For final verification of GlaI recognition site and its cleavage position determination we have used synthetic oligonucleotide duplexes containing or not containing modified cytosine residues (5'-GCGC-3' sites are underlined):

    1: 5'-GTGCATGG(5mC)GCCTATGCG-3'
    2: 5'-CGCATAGG(5mC)GCCATGCAC-3'
    3: 5'-GTGCATGGCGCCTATGCG-3'
    4: 5'-CGCATAGGCGCCATGCAC-3'

The results of these oligonucleotide duplexes cleavage are shown on Fig. 3. As expected C5-modified duplex 1/2 is cut with GlaI, whereas unmethylated duplex 3/4 isn't cut.
Comparison of oligonucleotides cleavage by GlaI and PspN4I (recognition sequence 5'-GGN^NCC-3') clearly indicates that ClaI and PspN4I cleave DNA in the same way.
Hence, GlaI recognizes and cleaves the following sequence as indicated by the arrows:

Fig. 3. The cleavage of oligonucleotide duplexes with GlaI and PspN4I restriction endonucleases. Labeled chains in duplexes are marked with *. Lanes: 1 - duplex 3*/4, 2 - duplex 3*/4 incubated with GlaI, 3 - duplex 1*/2, 4 - duplex 1*/2 incubated with GlaI, 5 - duplex 1*/2 incubated with Exonuclease III (marker of DNA fragment length), 6 - duplex 1*/2 incubated with PspN4I

A detailed study of GlaI ability to cleave sites with different methylation patterns will be presented in other publications.
So, in this work we present a novel RE GlaI belonging to a rare group of restriction enzymes which recognize a methylated nucleotide sequence only. The known members of this group are listed in Table I. A comparison of presented data shows that the recognition sequences of all three enzymes share an obvious similarity: i) the second nucleotide in recognition sites is modified and ii) the cleavage occurs after methylated base. The recognition sequences of BisI and GlaI differ only by one indefinite nucleotide (N) located in the middle of the site. Besides, GlaI and DpnI cut recognition sequences producing blunt ends whereas GlaI and DpnI analogues (recognizing the same but unmethylated site) cut DNA producing sticky ends.

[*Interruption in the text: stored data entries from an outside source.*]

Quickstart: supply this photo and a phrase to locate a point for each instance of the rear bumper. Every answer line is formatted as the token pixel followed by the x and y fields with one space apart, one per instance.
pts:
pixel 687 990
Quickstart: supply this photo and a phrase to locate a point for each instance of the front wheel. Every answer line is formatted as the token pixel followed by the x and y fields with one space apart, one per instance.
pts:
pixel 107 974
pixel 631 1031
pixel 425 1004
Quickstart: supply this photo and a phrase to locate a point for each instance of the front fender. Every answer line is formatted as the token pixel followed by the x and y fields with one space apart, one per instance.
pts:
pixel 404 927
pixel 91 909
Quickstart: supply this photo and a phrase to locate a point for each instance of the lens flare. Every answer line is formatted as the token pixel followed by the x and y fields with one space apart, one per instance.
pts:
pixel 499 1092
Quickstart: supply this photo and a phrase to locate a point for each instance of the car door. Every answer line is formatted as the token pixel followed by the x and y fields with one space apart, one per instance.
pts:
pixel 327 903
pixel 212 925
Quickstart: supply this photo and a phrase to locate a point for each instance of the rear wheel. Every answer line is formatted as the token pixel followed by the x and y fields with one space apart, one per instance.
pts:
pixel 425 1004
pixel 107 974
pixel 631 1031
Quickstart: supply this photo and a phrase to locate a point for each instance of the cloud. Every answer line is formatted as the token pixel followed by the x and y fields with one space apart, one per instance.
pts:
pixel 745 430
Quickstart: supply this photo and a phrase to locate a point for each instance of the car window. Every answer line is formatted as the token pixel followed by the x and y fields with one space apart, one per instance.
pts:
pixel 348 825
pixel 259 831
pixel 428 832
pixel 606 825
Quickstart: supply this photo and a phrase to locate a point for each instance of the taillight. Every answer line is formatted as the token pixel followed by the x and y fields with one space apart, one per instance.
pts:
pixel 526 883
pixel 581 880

Table I. Recognition sites of known members of type IIM restriction enzymes

The similarity of DpnI, BisI and GlaI recognition sites may reflect the common evolutionary origin of known type IIM restriction enzymes.
As it was mentioned earlier [2] a role of restriction enzymes specific for methylated DNA may be considered as a protection of bacterial cell from penetration of modified bacteriophage's DNA. It's well known that some bacteriophages contain genes of DNA-methyltransferases and these enzymes activity result in phage DNA methylation [5].
GlaI may be useful for determination of eukariotic DNA methylation status because its recognition site contains methylated CG sequence specific for eukaryotic genomes.

Authors thank Alexandra Ahmedova for help in purification of GlaI.

SibEnzyme Ltd.: Patent RU 2287012 C1

REFERENCES

1. Lack S., Greenberg B. J. (1975) Biol. Chem. 250: 4060-4066.
2. Chmuzh E. V., Kashirina J. G., Tomilova J. E., Mezentzeva N. V., Dedkov V. S., Gonchar D. A., Abdurashitov M. A., Degtyarev S. Kh. (2005) Biotekhnologia (Russian) 3: 22-26 [english online version].
3. Pingoud, A., and Jeltsch A. (2001) Nucleic Acids Res. V.29, P.3705-3727
4. Roberts, R.J., Vincze, T., Posfai, J., Macelis, D. (1988) Nucleic Acids Res. V.33, P.230-232
5. Gunthert, U., Lauster, R., and Reiners, L. (1986) Eur. J. Biochem. V.159,P.485-492.